Adapting Shahrnush Parsipur’s fabulist novella, Neshat returns to the Tehran of the early 1950s, a volatile time that was a crucible for today’s Islamic republic despite being a world away from current conflicts. Roving from the gilded rooms of the rich to the streets where a prostitute plies her trade, Women Without Men weaves together the stories of five women: Mahdokht, struggling with the shameful loss of her virginity; Munis, a middle-aged woman still under the control of her brother; the prostitute Zarin; the virgin Faezeh; and Farrokhlaqa, a matron in high society whose husband is as stifling as the airless rooms that confine her. Each woman seeks freedom in surprising and sometimes shocking ways.

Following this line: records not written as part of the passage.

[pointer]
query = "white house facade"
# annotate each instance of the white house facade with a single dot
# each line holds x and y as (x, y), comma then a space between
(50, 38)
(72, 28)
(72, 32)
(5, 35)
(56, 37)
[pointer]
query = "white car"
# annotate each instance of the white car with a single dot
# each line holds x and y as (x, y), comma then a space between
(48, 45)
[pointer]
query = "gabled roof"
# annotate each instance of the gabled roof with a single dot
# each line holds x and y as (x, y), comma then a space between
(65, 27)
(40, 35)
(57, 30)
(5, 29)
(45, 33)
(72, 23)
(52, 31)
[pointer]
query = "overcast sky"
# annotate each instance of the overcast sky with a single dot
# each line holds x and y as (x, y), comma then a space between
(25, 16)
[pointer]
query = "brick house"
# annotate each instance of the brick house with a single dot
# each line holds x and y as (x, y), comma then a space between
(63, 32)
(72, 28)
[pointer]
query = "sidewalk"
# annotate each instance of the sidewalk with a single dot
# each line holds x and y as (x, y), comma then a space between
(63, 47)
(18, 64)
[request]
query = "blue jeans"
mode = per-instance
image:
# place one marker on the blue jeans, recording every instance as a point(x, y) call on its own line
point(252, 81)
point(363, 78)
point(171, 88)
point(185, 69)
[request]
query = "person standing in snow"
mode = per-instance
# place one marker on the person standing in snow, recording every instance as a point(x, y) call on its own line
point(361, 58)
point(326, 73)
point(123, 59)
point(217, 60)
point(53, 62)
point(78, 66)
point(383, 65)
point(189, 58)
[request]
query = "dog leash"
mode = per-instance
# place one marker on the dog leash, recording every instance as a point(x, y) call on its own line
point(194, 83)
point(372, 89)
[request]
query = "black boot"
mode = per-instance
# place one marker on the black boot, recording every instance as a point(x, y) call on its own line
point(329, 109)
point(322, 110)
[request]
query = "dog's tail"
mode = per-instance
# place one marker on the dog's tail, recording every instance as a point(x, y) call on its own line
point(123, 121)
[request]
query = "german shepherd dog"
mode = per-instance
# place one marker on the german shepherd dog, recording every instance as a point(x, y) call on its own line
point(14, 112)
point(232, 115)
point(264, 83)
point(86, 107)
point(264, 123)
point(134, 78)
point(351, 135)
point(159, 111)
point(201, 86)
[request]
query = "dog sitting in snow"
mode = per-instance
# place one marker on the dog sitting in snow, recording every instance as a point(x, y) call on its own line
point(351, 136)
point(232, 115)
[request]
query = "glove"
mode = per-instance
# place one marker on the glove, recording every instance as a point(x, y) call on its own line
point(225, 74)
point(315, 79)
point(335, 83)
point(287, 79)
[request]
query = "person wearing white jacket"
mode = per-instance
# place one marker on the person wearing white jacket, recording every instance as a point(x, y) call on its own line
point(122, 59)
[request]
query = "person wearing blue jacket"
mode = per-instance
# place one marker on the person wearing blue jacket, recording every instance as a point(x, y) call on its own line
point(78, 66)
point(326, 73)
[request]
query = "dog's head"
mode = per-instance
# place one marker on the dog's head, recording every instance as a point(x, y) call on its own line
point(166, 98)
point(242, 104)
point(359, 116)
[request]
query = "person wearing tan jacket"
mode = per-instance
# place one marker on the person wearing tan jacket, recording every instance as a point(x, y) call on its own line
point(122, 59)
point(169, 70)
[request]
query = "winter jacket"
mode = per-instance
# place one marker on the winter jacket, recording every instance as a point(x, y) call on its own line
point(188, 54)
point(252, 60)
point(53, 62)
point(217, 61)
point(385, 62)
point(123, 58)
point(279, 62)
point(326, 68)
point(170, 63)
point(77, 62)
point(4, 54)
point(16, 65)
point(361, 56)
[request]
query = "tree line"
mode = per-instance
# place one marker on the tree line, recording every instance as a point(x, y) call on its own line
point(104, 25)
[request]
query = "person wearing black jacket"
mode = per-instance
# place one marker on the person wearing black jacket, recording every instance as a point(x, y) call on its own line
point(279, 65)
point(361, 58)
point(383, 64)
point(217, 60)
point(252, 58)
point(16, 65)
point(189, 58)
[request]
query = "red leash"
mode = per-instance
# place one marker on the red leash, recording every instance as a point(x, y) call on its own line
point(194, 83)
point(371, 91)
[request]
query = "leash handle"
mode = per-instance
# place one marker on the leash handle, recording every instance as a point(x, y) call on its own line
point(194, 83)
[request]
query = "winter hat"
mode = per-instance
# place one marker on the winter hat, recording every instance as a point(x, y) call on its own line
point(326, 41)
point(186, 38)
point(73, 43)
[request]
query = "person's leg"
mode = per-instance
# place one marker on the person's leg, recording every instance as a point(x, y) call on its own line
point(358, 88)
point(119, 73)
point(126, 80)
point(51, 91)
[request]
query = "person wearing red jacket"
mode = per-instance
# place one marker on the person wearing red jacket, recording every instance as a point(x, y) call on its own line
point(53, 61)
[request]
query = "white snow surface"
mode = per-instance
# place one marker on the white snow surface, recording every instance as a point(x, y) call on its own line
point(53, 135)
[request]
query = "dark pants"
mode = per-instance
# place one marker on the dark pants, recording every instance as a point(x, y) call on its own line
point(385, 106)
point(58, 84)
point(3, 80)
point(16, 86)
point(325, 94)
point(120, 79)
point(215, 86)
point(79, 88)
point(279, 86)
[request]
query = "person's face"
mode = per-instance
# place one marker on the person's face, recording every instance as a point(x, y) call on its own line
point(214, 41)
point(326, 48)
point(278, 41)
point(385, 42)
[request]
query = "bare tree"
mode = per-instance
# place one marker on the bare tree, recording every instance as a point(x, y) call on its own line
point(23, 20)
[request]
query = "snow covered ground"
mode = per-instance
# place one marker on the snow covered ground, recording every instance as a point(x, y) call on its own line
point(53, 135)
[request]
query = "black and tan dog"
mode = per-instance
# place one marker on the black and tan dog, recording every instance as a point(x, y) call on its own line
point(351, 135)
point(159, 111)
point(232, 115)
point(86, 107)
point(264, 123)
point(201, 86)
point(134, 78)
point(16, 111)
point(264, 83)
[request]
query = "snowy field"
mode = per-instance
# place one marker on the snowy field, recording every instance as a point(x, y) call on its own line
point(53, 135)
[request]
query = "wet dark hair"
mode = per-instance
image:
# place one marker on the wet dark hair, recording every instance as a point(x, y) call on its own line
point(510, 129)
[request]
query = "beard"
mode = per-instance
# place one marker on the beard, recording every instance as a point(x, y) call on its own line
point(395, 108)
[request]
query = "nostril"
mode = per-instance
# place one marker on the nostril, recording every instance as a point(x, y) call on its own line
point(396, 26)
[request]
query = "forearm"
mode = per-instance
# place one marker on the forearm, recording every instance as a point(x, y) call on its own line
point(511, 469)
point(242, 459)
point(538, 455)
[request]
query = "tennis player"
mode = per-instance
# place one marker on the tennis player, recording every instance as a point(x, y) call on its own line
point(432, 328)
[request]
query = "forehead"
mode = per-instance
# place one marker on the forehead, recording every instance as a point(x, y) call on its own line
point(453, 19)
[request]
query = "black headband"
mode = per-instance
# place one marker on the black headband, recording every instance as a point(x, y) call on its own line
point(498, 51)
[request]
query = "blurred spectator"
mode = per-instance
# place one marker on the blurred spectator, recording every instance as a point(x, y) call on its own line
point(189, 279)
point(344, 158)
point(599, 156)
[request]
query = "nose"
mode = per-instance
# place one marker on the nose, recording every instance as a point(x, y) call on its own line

Neshat’s art installations have long worked wonders with the emotional power of film, video and photography, and yet it can still come as a surprise to witness the beauty of her images. Working with cinematographer Martin Gschlacht, she translates Parsipur’s literary magic realism with a visual style that can be at once ethereal and wrenching. Each scene unfolds in a succession of gorgeous shots, yet each scene holds the promise of danger. The sequence in a public bath is a particular standout.
Women Without Men – Parsipur’s title was a response to Ernest Hemingway’s Men Without Women – is deliberate in its oppositions. The film is set against the era of the American and British-backed coup that brought down Prime Minister Mohammad Mossadegh and reinstalled the Shah, contrasting this political drama with troubling tableaux of women’s intimate lives. In the world of the film, men define and enact broad social forces while women respond with their bodies and souls. In time, the women shape their own world in a garden, made both literal and subtly metaphoric.